Święty Andrzej Bobola został oczyszczony przez krew męczeństwa. Bili go nahajami, by wyrzekł się wiary. Był z rodu rycerzy i wojskowych, nie było o tym mowy. Jego katem był sprawny rzeźnik. Sprawili go jak świnię, zdjęli skórę, na odkryte krwawe mięso sypali plewy. On ich błogosławił. Wyrwali mu język u nasady przez otwór w karku, bo przyzywał imiona Jezusa i Maryi.
Wybili mu zęby, wycięli ciało z głowy do kości czaszki, odcięli mu nos, wargi, wykłuli oko, bo wzywał katujących go Kozaków do nawrócenia. Uważali go za przeciwnika politycznego, prawosławni nawracali się na katolicyzm dzięki jego posłudze, a on tylko głosił potrzebę jedności i Miłość Jezusa, który przez jego ręce czynił cuda.
Nie był wzorem cnót, łatwo wpadał w gniew, był uparty jak osioł i niecierpliwy, ciężko pracował nad sobą, ale do nieba wszedł dopiero przebaczając dziurawiącemu mu grubym szydłem lewy bok patologicznemu sadyście. Ból oczyścił.
Był bogobojny. Anioł otacza szańcem takich, aby ich ocalić. Jezus wzywał pomocy w zagrożeniu śmiercią i został wysłuchany. Ale inaczej niż pomyśleli by ludzie. Pomoc otrzymał po śmierci. Wrócił sobie życie. Ale wycierpiał cenę zbawienia każdego człowieka. Poświęcił w ofierze samego siebie, prowadzony na rzeź, współczuł swoim oprawcom, mieszkańcom miasta, którzy na śmierć go wydali. Mogę dzięki Niemu być uświęcony w prawdzie.

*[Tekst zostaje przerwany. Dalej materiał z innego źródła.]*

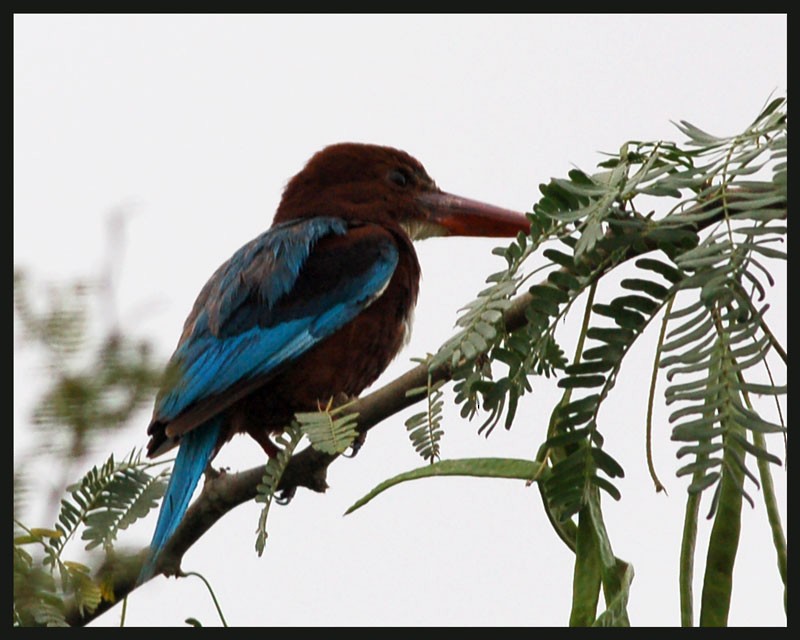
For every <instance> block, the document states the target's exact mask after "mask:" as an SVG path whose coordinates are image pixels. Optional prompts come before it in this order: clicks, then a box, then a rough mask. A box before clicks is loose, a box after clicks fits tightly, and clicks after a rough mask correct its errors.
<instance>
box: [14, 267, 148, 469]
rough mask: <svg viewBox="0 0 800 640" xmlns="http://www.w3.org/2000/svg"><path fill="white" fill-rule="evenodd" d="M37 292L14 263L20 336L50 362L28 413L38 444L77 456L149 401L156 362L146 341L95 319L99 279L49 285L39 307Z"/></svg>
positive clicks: (43, 357)
mask: <svg viewBox="0 0 800 640" xmlns="http://www.w3.org/2000/svg"><path fill="white" fill-rule="evenodd" d="M36 293H37V291H32V286H31V284H30V283H29V282H28V278H27V277H26V275H25V274H24V272H22V271H19V270H18V271H15V272H14V310H15V313H16V317H17V318H18V319H19V320H20V327H21V337H22V339H23V340H24V341H25V342H26V343H32V344H34V345H36V346H37V347H39V348H40V351H41V356H42V359H43V360H44V362H45V363H46V364H45V366H46V367H47V370H48V376H46V378H45V379H46V380H47V382H48V385H49V386H48V388H47V389H46V390H45V391H44V393H43V394H42V397H41V400H40V401H39V403H38V404H37V406H36V408H35V410H34V416H33V423H34V425H35V426H36V427H37V429H38V431H39V436H40V443H41V448H39V447H37V450H38V451H42V450H44V451H49V452H52V453H53V454H54V455H55V456H59V457H61V456H69V457H72V458H75V459H79V458H81V457H83V456H84V455H86V453H87V452H88V451H89V450H90V449H91V447H92V445H93V443H94V441H95V440H96V439H98V438H105V437H108V434H109V432H111V431H115V430H119V429H121V428H123V427H124V426H126V425H127V424H128V422H129V421H130V420H131V418H132V417H134V416H135V415H137V413H138V411H139V410H141V409H142V408H143V407H144V406H145V405H147V404H149V403H151V402H152V399H153V394H154V393H155V391H156V390H157V388H158V385H159V382H160V381H161V378H162V370H161V366H160V364H158V363H157V362H155V359H154V358H153V354H152V349H151V347H150V345H149V343H148V342H146V341H136V340H132V339H129V338H126V337H124V336H123V335H122V334H121V333H120V332H119V331H117V330H116V329H115V328H111V330H107V331H105V332H103V331H102V330H100V331H98V328H97V327H94V326H93V324H92V323H91V322H90V318H91V317H92V315H91V310H92V307H93V305H97V304H103V302H104V301H103V300H102V294H103V290H102V288H101V287H98V286H96V285H92V284H88V283H85V282H76V283H74V284H72V285H70V286H66V287H61V288H56V287H52V286H51V287H49V288H48V291H47V297H46V303H45V305H44V308H43V309H39V308H38V307H37V305H36V304H34V299H35V298H37V297H38V296H36V295H35V294H36ZM96 335H100V336H101V337H100V338H94V337H93V336H96Z"/></svg>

Toczy się normalne życie. Pokusy, lenistwo, dążenie do wygody. Oskarżyciel oskarża mnie, w każdej sekundzie ma jakąś prawdę o mnie do powiedzenia przed Bogiem. Ojciec się nie zniechęca, czeka z przebaczeniem zawsze, chce abym znów miał przynależną synowi władzę. Abym wypełnił swoje przeznaczenie. Abym dorósł moralnie do narzędzi, które pragnie dać każdemu, kto chce ratować ludzi. Jezus ma nadzieję, że swoją wiarą będę uzdrawiał i czynił cuda. Powiedział, że Jego naśladowcy będą mogli więcej niż On. A chodził po wodzie i dokonywał przemiany chemicznej płynów. Zwyciężyć można dzięki krwi Baranka i słowu swego świadectwa. Umiem świadczyć. Trzeba tylko nie umiłować swego życia aż do śmierci.
Jednego ducha, jednej myśli, jednej woli, jednego serca, zgodni w czynach. Pokornie znoszący siebie nawzajem. Nauka krzyża, wolność dzięki poświęceniu. Ofiara z siebie. Niewyobrażalne. Nie pójść na zatracenie. Od wszelkiej trwogi uwolnij mnie Panie. Pokorni się weselą. Przymnóż mi wiary.